ChatGPT, ou a nova “descoberta do fogo” da Humanidade? 

The New York Times (Thomas Friedman) Eu vivi uma experiência das mais marcantes, apesar de inquietante, na semana passada. Craig Mundie, ex-diretor de pesquisas e executivo-estrategista da Microsoft, estava me fazendo uma demonstração do GPT-4, a versão mais avançada do chatbot de inteligência artificial ChatGPT, desenvolvido pela OpenAI e lançado em novembro. Craig se preparava para falar à diretoria do museu da minha mulher, o Planet Word (Planeta Palavra), do qual ele é membro, a respeito do efeito que o ChatGPT surtirá sobre as palavras, a linguagem e a inovação.

“Você precisa entender”, alertou-me Craig antes de iniciar sua apresentação, “isso vai mudar a maneira que fazemos tudo. Considero isso a maior invenção da humanidade até aqui. É qualitativamente diferente — e será transformador”.

Grande módulos de linguagem, como o ChatGPT, aumentarão constantemente suas capacidades, acrescentou Craig, e nos levarão “na direção de uma forma de inteligência artificial genérica”, entregando eficiência em operações, ideias, descobertas e percepções “que jamais foram alcançáveis antes através de todos os domínios”.

Então ele fez uma demonstração. E eu me dei conta de que a terminologia de Craig foi eufemística.

Primeiro, Craig pediu para o GPT-4 — do qual ele foi um distinto avaliador avançado e que acaba de ser lançado ao público — resumir o Planet Word e sua missão em 400 palavras. O GPT-4 fez o resumo perfeitamente, em poucos segundos.
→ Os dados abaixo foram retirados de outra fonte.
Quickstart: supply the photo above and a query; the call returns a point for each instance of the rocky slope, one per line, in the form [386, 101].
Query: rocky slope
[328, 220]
Então Craig pediu para ele repetir a ação, mas em um texto de 200 palavras. Uns poucos segundos e pronto.

Então Craig pediu que o GPT-4 fizesse o mesmo em língua árabe — fez tão rapidamente quanto. Então em mandarim — outros dois segundos. E então em inglês novamente, mas no formato de um soneto shakespeariano — mais alguns segundos.

Então Craig pediu para o GPT-4 escrever a mesma descrição em versos alfabéticos — em que a primeira estrofe começa com a letra A, a segunda com B e assim por diante, até o fim do alfabeto. O que ele fez com uma criatividade impressionante:

Admirável em Washington, ó museu tão grandioso,

Base de nosso ensino e inspiração, arrimo compendioso.

Curiosas mentes afluem ao Planeta e à Palavra que ele abraça,

Dedicando-se profundamente à língua e sua intrincada graça.

Exposições por aqui têm todas as histórias para contar:

Falas das origens da linguagem e da arte de narrar.

E assim vai até o Z.

Eu mal consegui dormir naquela noite. Ao observar um sistema de inteligência artificial — seu software, seus microchips e sua conectividade — produzir esse nível de originalidade em várias línguas em poucos segundos a cada vez, bem, a primeira coisa que me vinha à cabeça era a observação do escritor de ficção científica Arthur C. Clarke, de que “qualquer tecnologia suficientemente avançada é indistinguível da magia”.

A estrada dos tijolos amarelos

A segunda coisa que me veio à mente foi um trecho do início de “O mágico de Oz” — a cena do tornado, onde tudo e todos são suspensos pela espiral rodopiante, incluindo Dorothy e Totó, varridos do mundano e incolor Kansas para a cintilante e futurista Terra de Oz, onde tudo era colorido.

Estamos prestes a ser atingidos por um tornado desses. Acabamos de entrar em um momento prometeico — um desses momentos na história em que certas novas ferramentas, maneiras de pensar ou fontes de energia introduzidas são uma inflexão e um avanço tão acentuado em relação ao que existia antes que nos obriga mudar não apenas em um aspecto, mas em tudo. Ou seja, a maneira como criamos, como competimos, como colaboramos, como trabalhamos, como aprendemos, como governamos e, sim, como trapaceamos, como cometemos crimes e como combatemos guerras.

Nós conhecemos as eras prometeicas cruciais dos últimos 600 anos: a invenção da imprensa, a revolução científica, a revolução na agricultura combinada à revolução industrial, a revolução nuclear, a computação pessoal, a internet e… agora… o atual momento.

Mas este momento prometeico não é orientado por uma única invenção, como a máquina de impressão ou o motor a vapor — ele é, em vez disso, ocasionado por um superciclo tecnológico. Trata-se de nossa capacidade de sentir, digitalizar, processar, aprender, compartilhar e agir, tudo com ajuda cade vez maior da inteligência artificial. Esse loop está sendo aplicado em tudo — dos nossos carros aos nossos refrigeradores, smartphones e caças de combate — e está orientando cada vez mais processos a cada dia que passa.